What is serverless GPU?

Serverless means that the developer should not need to configure servers. The process between the code and deployment should be as small as possible for serverless development.

Important properties for serverless are the following:

Pay-per-use

Usage of the server should be pay-per-use. This means every second or millisecond the server is used should be the billable unit. This does ideally mean that the application does not cost any money when it is not used, and that the cost grows with the usage of the application. For applications that get a higher revenue with increased use, this should be acceptable at any scale.

Scale to zero

Serverless should scale to zero cost when it is not used. In addition to not wasting money on services that are not used, this allows for flexible developer environments. It is possible to spin up a complete replica of the application for a development, test, staging or instance of the application. These instances can then be shut down or stay idle when not used, all instances being independent on one another.

Scalability

The scaling of serverless services should be done by the cloud provider. It should ideally work in the same way with zero or 1000 processes running at the same time.

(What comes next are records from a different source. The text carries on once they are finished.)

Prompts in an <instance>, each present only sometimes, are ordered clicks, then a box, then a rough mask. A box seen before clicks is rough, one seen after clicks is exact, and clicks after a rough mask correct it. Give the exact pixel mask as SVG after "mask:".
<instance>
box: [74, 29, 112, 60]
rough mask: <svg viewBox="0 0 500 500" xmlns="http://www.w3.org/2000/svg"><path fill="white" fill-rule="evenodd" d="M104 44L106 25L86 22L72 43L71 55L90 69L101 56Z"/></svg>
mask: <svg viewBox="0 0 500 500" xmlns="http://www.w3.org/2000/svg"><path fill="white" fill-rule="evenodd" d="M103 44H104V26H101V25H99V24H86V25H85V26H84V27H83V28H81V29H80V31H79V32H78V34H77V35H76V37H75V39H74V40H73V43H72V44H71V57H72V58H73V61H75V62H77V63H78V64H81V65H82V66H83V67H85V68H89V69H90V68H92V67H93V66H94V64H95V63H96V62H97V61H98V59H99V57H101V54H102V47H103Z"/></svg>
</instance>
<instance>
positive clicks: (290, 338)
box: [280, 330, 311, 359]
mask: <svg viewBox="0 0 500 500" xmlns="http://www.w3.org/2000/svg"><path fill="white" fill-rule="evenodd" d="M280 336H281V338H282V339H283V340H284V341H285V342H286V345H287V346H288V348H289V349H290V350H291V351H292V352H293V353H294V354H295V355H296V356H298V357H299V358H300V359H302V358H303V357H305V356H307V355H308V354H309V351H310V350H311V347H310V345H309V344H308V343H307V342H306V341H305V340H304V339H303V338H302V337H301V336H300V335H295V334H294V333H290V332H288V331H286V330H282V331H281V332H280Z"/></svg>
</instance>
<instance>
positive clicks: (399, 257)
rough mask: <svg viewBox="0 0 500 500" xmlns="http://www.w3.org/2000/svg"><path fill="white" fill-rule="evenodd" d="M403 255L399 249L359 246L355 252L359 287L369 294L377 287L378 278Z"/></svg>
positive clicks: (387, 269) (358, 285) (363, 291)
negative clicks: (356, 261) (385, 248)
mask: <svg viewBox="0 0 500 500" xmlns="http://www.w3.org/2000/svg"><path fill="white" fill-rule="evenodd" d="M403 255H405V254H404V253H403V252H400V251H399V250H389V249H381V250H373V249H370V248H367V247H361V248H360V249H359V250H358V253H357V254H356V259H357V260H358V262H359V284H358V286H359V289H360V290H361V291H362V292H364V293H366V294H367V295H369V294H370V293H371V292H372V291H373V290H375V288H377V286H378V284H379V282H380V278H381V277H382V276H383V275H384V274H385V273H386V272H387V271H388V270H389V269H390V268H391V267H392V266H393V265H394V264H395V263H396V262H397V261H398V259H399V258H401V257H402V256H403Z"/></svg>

When the developer does not need to worry about scaling or configuring servers, it means that the developer can focus more on actually coding and solving business specific problems, rather than general configuration problems.

Serverless in AI and GPUs

Common serverless platforms such as Lambda on AWS or Cloudflare Workers work quite well for services that need a CPU and are limited in the size of the code. However, with AI, we often need GPUs and the size of the code is normally much larger than the small limits set by these cloud providers.

Several new cloud providers have appeared to solve this problem by offering GPUs that scale to zero and are billed by the second.